Il était une fois, dans une ville où tout se mesurait à l’aune de la richesse, un homme nommé Midas. Non pas le roi de l’ancienne légende, mais un homme moderne, pour qui chaque minute devait produire de l’or. Son compte en banque était un monument, son portefeuille une forteresse, et sa vie, un calcul constant. Midas était riche, mais son cœur était une chambre forte vide, sans écho.

Il vivait dans un quartier luxueux, loin des ruelles animées où les rires des enfants remplaçaient le son des billets. Il n’avait pas d’amis, car il ne voyait en eux qu’une dépense de temps sans retour sur investissement. Il n’aimait personne, car l’amour ne se monnaye pas. Il possédait tout, sauf ce qui avait de la valeur.

Un jour, une vieille femme vêtue de haillons s’approcha de lui dans un parc. Elle n’avait rien, si ce n’est un sourire usé par la vie. Elle ne lui demanda pas d’argent, mais le regarda avec une étrange douceur. « Votre cœur est lourd, monsieur », dit-elle d’une voix douce. « Je peux vous donner quelque chose qui le rendra léger. »

Midas, habitué aux mendiants, s’impatienta. « Je n’ai pas de temps pour vos sornettes », rétorqua-t-il. « Je ne donne rien pour rien. »

La vieille femme ne se découragea pas. « Je ne vous demande rien. Je veux juste échanger un peu de votre tristesse contre un peu de ma joie. »

Midas ne comprit pas. Il haussa les épaules et continua son chemin. Mais la phrase de la vieille femme s’était glissée dans sa tête comme un virus. Échanger la tristesse contre la joie ? C’était un concept étranger.

Les jours suivants, Midas ne put oublier cette rencontre. Il s’assit sur un banc, observant les gens. Il vit une mère rire aux éclats avec son enfant et il sentit un pincement au cœur. Il vit un jeune homme aider une personne âgée à porter ses courses et il sentit une chaleur qu’il n’avait jamais connue. Il vit des amis se saluer avec une étreinte sincère et il sentit une douleur, la douleur de la solitude.

Il comprit alors ce que la vieille femme voulait dire. La vraie richesse ne s’accumule pas, elle se partage.

Le lendemain, il se rendit au même parc. La vieille femme était là, assise sur le même banc. Cette fois, Midas s’approcha d’elle. « Madame », dit-il, sa voix moins assurée qu’à l’habitude, « votre proposition tient-elle toujours ? »

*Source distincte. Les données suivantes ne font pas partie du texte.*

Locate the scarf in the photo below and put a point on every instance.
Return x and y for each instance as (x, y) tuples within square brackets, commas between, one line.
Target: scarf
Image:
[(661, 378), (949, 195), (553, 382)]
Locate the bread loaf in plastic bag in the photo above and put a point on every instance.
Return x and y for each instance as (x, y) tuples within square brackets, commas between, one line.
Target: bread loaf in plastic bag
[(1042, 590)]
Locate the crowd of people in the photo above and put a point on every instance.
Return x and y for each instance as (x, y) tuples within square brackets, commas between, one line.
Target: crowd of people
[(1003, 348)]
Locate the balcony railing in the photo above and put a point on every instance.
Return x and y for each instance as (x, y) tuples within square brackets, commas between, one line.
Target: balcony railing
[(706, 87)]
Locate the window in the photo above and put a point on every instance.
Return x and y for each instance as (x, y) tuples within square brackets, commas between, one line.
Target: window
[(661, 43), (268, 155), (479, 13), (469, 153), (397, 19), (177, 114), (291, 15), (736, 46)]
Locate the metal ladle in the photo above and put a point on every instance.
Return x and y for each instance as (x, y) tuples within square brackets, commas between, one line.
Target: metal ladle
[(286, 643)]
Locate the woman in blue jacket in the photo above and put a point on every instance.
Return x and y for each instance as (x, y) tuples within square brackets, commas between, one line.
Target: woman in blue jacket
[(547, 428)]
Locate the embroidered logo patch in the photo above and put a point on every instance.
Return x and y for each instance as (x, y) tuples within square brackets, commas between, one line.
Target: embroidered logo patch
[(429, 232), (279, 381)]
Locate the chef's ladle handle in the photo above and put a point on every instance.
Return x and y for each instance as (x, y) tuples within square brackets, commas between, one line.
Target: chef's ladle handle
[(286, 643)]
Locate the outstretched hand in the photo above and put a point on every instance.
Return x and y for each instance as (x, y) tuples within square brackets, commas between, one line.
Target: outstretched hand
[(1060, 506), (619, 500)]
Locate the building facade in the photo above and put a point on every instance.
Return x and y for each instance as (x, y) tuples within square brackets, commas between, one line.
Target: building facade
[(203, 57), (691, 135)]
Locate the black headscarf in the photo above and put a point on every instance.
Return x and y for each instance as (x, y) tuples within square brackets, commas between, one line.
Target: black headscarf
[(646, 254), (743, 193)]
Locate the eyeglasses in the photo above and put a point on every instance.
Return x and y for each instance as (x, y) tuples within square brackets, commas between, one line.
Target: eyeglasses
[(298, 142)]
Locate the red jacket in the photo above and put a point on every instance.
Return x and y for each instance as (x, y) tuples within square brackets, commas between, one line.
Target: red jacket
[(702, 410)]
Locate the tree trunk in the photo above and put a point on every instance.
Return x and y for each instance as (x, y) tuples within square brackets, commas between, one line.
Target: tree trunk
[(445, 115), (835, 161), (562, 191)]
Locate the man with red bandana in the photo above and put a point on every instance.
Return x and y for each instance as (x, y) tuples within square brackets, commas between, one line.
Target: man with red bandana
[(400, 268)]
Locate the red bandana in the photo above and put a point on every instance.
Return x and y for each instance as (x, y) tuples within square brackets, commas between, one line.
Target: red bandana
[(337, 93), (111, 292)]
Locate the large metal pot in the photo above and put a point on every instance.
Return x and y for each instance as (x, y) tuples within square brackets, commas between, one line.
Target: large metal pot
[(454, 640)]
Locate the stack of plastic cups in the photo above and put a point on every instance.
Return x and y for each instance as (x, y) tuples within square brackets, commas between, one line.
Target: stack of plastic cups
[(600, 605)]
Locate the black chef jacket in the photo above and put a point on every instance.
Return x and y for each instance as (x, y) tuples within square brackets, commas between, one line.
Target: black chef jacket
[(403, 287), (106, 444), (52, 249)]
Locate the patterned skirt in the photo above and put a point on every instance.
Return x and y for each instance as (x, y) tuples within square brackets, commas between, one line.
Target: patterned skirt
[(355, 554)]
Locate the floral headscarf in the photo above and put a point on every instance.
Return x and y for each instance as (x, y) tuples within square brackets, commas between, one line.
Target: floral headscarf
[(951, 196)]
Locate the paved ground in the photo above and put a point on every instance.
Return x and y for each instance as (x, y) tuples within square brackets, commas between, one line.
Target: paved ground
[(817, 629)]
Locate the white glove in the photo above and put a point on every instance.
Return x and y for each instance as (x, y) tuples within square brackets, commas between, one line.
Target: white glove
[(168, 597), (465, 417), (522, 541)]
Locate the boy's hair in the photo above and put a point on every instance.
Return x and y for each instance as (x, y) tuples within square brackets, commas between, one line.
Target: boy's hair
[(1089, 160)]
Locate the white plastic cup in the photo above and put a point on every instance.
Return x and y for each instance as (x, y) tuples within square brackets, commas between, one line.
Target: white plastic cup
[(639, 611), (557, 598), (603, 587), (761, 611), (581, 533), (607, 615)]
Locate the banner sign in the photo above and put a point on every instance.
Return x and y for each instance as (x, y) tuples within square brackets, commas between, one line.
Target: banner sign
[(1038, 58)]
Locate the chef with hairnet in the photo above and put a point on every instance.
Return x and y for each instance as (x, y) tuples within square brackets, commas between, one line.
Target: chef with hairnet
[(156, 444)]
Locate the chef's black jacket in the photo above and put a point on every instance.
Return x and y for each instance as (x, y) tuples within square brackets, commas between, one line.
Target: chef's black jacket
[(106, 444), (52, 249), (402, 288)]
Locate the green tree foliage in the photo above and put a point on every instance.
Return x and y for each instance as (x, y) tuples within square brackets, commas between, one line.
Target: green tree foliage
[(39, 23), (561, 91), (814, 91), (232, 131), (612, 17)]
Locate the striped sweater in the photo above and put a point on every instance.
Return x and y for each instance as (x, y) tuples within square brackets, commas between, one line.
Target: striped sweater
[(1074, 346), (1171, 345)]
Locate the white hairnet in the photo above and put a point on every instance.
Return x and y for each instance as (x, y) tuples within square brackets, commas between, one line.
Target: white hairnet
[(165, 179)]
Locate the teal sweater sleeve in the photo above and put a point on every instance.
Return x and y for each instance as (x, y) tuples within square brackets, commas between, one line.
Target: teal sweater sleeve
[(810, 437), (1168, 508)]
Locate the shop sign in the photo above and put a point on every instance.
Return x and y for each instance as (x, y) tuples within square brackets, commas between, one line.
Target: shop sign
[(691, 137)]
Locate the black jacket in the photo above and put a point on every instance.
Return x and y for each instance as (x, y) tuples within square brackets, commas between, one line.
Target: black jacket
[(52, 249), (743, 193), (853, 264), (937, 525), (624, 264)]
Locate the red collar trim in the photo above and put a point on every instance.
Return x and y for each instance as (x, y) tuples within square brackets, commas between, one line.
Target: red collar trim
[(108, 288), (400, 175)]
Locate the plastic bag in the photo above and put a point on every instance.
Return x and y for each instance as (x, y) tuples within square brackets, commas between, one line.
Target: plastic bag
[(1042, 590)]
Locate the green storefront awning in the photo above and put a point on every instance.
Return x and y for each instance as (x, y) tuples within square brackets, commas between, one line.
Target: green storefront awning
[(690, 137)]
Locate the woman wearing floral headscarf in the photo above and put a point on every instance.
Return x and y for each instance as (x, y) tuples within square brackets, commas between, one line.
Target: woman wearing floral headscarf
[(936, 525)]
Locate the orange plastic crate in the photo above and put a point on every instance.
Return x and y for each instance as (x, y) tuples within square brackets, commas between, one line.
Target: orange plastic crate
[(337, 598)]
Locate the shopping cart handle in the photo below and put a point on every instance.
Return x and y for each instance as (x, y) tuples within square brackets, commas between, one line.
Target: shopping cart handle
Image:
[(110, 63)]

La femme sourit. « Toujours. »

Midas s’assit à côté d’elle. Il ne lui donna pas d’argent, mais il fit la seule chose qu’il n’avait jamais faite : il lui raconta sa vie. Sa solitude, son vide intérieur, son obsession de l’argent. Et la vieille femme l’écouta, sans jugement, avec une infinie patience. Elle ne dit rien, mais elle lui tendit la main, et Midas la serra.

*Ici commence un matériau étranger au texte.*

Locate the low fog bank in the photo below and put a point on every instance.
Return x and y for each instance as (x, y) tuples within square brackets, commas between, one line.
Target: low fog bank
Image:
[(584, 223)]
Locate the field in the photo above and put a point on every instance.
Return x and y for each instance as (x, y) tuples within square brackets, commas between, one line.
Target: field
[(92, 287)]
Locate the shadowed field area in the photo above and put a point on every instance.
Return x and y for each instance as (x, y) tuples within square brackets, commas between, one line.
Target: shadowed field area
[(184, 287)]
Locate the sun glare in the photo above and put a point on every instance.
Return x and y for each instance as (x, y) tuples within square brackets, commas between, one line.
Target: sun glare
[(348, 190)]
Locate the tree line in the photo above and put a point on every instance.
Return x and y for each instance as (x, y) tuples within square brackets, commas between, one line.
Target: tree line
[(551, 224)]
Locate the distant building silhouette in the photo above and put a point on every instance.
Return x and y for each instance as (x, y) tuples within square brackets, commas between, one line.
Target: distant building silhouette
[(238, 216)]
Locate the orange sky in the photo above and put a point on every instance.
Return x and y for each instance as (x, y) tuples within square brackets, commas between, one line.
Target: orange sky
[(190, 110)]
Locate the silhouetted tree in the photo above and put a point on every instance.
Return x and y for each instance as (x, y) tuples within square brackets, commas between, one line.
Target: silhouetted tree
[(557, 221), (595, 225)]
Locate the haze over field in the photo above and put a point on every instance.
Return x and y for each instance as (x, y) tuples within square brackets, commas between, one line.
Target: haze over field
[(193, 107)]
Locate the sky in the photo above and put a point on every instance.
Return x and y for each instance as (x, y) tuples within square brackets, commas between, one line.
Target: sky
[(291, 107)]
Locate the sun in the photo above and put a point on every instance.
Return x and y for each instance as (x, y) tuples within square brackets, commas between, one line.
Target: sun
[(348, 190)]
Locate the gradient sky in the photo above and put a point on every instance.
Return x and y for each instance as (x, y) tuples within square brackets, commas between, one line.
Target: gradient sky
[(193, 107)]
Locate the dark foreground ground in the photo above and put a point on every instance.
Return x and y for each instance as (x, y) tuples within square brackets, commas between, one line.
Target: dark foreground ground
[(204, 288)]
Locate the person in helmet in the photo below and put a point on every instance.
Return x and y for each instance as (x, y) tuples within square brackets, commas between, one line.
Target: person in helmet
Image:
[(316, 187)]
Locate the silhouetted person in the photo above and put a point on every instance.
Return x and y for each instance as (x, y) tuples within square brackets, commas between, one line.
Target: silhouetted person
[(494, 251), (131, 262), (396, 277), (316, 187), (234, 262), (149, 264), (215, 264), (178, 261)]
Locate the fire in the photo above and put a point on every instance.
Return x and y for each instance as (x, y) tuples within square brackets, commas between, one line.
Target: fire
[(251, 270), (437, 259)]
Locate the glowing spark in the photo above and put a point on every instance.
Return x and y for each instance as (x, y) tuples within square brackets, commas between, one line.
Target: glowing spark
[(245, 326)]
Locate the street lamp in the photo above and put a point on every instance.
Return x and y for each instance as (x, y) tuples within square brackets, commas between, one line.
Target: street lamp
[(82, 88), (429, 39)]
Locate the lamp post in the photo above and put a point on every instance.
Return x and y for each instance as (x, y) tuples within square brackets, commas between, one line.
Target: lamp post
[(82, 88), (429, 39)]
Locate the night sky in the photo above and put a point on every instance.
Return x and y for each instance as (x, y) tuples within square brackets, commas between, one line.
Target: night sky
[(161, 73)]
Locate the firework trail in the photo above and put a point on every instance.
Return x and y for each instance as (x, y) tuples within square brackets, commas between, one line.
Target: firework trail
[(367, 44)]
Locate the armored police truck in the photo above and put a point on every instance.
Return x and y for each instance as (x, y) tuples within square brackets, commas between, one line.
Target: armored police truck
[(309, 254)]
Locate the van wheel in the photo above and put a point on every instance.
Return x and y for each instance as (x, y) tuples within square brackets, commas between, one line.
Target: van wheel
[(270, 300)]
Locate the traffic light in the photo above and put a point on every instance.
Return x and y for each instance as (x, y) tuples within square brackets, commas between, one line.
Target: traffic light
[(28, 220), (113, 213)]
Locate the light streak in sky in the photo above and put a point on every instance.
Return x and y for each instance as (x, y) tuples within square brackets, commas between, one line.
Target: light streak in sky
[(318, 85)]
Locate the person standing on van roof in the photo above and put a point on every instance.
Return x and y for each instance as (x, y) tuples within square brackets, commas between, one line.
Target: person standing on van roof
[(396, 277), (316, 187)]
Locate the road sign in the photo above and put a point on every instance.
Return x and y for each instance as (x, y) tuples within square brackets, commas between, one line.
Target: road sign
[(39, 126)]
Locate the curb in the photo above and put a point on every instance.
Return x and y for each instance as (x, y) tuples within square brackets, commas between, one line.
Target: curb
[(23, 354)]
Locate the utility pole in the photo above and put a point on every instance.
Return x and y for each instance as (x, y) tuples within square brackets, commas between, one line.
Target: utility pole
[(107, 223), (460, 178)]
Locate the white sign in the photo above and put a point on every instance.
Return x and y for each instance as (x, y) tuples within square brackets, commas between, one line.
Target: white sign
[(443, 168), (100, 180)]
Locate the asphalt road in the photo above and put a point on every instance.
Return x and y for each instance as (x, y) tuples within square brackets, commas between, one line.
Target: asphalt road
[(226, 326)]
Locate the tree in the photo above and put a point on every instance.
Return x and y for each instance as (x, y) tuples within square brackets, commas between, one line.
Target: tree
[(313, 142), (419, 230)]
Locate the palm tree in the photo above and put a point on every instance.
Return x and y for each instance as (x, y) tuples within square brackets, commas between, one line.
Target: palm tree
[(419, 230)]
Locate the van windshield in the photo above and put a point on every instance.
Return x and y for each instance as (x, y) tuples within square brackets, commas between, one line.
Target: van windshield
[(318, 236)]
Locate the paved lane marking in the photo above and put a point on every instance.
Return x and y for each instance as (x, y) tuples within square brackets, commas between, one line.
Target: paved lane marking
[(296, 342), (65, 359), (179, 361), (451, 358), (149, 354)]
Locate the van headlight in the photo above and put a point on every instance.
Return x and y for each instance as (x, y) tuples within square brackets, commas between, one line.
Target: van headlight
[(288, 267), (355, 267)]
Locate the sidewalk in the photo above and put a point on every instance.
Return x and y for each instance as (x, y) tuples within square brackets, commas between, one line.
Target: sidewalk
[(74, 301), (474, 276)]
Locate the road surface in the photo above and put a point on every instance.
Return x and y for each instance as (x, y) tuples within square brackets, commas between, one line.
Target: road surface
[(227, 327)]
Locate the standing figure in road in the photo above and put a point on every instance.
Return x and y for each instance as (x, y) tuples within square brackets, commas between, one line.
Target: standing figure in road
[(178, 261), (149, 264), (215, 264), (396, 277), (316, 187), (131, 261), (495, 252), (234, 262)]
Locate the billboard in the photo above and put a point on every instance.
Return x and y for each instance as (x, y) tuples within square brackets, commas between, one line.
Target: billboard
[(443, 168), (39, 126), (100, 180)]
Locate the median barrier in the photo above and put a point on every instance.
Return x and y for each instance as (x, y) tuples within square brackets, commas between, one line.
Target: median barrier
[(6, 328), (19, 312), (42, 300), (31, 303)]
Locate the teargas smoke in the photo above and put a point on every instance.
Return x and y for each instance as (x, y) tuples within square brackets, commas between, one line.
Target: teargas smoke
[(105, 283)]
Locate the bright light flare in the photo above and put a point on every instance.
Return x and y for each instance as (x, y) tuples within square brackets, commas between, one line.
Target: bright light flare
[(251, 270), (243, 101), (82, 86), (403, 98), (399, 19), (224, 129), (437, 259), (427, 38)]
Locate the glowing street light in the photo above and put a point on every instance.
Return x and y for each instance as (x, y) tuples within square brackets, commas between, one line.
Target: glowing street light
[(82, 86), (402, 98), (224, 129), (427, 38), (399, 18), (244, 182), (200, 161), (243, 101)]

Ce jour-là, Midas ne s’est pas enrichi, il s’est transformé. Il a échangé un peu de sa solitude contre un peu de la joie de l’autre. Il a découvert que le plus grand des trésors n’est pas ce que l’on garde, mais ce que l’on donne. Son cœur n’était plus une chambre forte, mais un jardin où l’amour pouvait enfin pousser.